I spent three years at Oxford (the gap between school and real life) studying French and French literature. Looking back, I think I might have spent that time more profitably doing something else. In fact, now that I look back, I find that I did spend most of that time more profitably doing something else, namely scribbling humour for student magazines, learning to play the double bass and getting into the Oxford jazz scene...
But I don't entirely regret the French bit, even though Oxford University was very careful not to sully our minds with anything too relevant, so we never found ourselves speaking any French in the entire three years I was there (this is true) or studying any writer who was still alive or had died within living memory.

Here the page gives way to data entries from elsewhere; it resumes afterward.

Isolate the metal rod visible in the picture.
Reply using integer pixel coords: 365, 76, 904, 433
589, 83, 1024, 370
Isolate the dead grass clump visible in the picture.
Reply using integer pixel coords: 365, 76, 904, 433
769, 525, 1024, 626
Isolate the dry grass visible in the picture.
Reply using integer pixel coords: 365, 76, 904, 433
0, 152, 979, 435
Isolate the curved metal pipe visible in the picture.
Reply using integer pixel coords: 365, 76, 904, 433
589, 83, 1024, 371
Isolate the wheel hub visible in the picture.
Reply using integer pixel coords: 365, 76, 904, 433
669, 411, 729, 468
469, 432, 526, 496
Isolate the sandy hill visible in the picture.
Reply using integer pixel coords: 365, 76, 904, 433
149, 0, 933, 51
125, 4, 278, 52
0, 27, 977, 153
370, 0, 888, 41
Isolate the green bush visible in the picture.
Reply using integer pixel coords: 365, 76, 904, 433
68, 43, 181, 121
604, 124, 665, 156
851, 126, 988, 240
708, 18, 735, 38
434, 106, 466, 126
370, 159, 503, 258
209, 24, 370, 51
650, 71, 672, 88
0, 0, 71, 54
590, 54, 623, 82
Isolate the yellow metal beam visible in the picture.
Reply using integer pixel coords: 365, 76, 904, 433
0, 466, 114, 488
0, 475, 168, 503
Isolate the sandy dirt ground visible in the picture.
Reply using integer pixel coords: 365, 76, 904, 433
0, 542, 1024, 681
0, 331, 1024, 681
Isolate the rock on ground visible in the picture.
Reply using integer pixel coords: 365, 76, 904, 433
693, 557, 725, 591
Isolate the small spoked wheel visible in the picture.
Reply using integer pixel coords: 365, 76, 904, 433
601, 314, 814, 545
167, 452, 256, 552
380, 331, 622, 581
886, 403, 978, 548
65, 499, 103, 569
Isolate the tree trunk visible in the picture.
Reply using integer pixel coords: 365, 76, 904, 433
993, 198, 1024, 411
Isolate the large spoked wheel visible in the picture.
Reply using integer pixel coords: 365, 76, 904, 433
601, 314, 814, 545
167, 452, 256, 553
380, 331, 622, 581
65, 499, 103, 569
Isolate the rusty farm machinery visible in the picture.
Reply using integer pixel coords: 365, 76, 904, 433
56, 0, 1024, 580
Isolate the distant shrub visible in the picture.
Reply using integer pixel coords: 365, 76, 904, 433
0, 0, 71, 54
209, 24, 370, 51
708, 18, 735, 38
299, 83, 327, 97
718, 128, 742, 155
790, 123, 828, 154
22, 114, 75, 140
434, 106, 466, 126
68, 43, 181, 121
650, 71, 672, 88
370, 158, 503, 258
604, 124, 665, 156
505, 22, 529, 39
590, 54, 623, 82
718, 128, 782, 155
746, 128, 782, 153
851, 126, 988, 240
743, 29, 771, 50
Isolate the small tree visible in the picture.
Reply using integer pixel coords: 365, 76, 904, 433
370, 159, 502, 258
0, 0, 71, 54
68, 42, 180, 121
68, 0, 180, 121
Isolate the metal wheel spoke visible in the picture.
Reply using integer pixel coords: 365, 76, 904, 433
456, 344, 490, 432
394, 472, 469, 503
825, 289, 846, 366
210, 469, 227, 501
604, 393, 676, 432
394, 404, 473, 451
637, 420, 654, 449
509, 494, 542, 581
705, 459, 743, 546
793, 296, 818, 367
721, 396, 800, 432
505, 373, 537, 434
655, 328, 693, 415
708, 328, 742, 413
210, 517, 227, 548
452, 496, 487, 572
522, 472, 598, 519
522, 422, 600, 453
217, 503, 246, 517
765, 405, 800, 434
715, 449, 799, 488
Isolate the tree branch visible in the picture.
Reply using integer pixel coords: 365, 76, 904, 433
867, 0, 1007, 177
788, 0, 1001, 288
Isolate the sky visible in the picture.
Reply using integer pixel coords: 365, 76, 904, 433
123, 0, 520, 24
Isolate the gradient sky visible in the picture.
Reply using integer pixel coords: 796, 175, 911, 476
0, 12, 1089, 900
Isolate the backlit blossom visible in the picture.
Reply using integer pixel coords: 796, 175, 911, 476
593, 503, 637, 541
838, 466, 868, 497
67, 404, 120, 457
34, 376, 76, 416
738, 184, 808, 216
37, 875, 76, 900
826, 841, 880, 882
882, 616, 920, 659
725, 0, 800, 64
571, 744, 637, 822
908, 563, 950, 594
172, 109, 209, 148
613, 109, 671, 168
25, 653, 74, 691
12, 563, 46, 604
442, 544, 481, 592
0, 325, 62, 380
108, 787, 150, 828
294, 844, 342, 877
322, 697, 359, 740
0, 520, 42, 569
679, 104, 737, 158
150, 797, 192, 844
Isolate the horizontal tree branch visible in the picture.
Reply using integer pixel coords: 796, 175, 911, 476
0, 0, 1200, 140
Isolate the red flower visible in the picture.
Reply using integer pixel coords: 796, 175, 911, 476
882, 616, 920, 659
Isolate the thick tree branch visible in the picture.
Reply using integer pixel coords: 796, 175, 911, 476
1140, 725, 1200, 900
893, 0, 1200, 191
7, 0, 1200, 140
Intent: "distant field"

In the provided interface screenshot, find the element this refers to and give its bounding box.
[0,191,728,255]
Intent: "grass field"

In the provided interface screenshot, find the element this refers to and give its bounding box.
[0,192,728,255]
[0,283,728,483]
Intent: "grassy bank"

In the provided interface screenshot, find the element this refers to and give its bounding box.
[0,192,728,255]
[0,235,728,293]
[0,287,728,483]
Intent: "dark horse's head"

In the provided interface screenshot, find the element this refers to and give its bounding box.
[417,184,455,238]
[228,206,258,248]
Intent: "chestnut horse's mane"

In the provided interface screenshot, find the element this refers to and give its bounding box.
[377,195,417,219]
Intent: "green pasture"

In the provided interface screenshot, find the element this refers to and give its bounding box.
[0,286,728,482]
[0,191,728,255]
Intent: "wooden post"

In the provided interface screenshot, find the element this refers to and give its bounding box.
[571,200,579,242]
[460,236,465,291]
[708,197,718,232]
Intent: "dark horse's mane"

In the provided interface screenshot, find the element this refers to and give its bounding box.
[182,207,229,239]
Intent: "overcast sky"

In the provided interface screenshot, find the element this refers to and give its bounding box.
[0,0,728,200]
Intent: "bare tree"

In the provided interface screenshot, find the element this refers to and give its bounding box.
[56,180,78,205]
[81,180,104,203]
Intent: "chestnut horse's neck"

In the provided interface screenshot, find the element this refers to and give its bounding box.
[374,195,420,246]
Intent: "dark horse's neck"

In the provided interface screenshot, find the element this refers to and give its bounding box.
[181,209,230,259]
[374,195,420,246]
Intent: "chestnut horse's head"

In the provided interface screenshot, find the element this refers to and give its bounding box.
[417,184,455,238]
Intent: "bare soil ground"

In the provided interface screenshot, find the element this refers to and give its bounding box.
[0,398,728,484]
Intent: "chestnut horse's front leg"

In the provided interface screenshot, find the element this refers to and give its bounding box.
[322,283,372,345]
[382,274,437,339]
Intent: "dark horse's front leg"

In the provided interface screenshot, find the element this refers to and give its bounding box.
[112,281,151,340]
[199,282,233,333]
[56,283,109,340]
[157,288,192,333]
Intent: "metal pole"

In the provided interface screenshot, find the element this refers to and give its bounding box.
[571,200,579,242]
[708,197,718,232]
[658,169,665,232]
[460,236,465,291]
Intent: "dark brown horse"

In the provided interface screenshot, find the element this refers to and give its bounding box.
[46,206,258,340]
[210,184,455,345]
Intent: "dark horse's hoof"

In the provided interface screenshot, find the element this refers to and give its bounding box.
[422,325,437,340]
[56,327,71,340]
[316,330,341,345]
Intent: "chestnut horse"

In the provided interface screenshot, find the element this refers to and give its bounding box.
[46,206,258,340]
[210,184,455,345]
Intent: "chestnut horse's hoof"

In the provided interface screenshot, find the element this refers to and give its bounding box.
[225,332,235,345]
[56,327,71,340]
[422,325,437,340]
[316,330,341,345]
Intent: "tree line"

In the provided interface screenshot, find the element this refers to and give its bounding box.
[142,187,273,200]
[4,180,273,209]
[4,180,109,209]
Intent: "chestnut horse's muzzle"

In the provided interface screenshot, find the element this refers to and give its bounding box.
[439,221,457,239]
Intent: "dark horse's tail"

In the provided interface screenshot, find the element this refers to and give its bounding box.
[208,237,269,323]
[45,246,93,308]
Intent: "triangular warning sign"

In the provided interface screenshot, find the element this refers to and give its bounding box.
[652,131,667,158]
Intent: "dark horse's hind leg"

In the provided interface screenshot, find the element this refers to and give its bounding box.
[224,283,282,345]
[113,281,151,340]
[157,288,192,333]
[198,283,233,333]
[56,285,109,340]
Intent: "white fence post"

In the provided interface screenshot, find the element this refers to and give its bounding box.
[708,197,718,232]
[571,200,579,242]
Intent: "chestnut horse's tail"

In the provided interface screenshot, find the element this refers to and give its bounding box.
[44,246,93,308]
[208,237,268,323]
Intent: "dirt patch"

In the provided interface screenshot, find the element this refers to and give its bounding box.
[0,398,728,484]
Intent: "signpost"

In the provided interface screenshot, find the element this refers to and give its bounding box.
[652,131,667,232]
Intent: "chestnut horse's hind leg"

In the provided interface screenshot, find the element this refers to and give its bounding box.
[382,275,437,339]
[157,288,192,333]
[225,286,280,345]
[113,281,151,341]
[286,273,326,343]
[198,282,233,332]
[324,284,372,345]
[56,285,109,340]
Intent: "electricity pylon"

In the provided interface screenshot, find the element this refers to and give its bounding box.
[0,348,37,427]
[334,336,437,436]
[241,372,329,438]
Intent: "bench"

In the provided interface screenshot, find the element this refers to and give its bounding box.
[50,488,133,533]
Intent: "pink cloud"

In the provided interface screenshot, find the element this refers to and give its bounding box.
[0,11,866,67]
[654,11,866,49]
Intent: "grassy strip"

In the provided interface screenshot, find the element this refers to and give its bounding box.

So when I left Oxford, you might suppose that I was fully armed with the weapons to tackle French culture, and so I was, except that I could speak medieval French better than modern, and had no idea what had happened to French literature in the 20th century. This certainly gave me an incentive to continue educating myself and it may well be that the whole point of an Oxford degree is to give the holder the urge to finish the job which the dons of Oxford have barely started.
But it had also given me a wonderful education in trivial background knowledge of the type that is considered vitally necessary to pass exams, and useless for anything else. I'll give you an example.
While studying French theatre history in the late 19th century, a period which is even more barren of talent than the same era in Britain, I came across a writer called Henri Becque who is no longer performed but was thought significant because he made several innovations in staging. So I read his plays. (What a diligent student I must have been.) And I remember one play of his called La Parisienne which did have one fine moment.
In the first scene, set in a Parisian home, the man is confronting the wife with a letter he has found.
"Someone is sending you love letters!" he cried. "You have been deceiving me! You have a secret lover!"
Just about to defend herself, she hears the noise of the front door opening downstairs, and puts her finger to her lips.
"Sssh!" she says. "Careful! It's my husband!"
Suddenly you realise that the man who is accusing the woman of infidelity is not the husband but the lover! Very clever. The rest of the play was quite good, too, and I even thought of trying to translate it once. But I never got beyond the title. How do you translate La Parisienne? As The Lady from Paris? The Parisian Lady? A Woman Of Paris? The Parisienne? Well, there's not much point in translating a play or a book if you can't get the title right.
The same is true of Ubu Roi, which is why nobody ever calls it King Ubu. The same is true of Madame Bovary, which is never retitled Mrs Bovary. Nobody would ever think of translating Cocteau's Les Enfants Terribles as The Terrible Children.
I have even been having trouble translating something I found in my gum- boots the other day. These are a cheap (pounds 9.99) pair of boots, made in Italy, which I bought in an emergency and which are so unweatherproof that the makers have left a note inside saying, in their approximate English: "These boots should be worn in case of normal weather conditions - that is, against minimal hazards only." Not in mud or puddles, in other words.
But in the French version of the notes there is an instruction which recurs in none of the other languages"
"Instructions d'entretien: pas d'entretien particulier." I think that is very funny. Roughly, it means: "Instructions for care. No particular care needed."
I only wish I could translate it better. But I think it's like Le Grand Meaulnes and Ubu Roi. It's better in the original.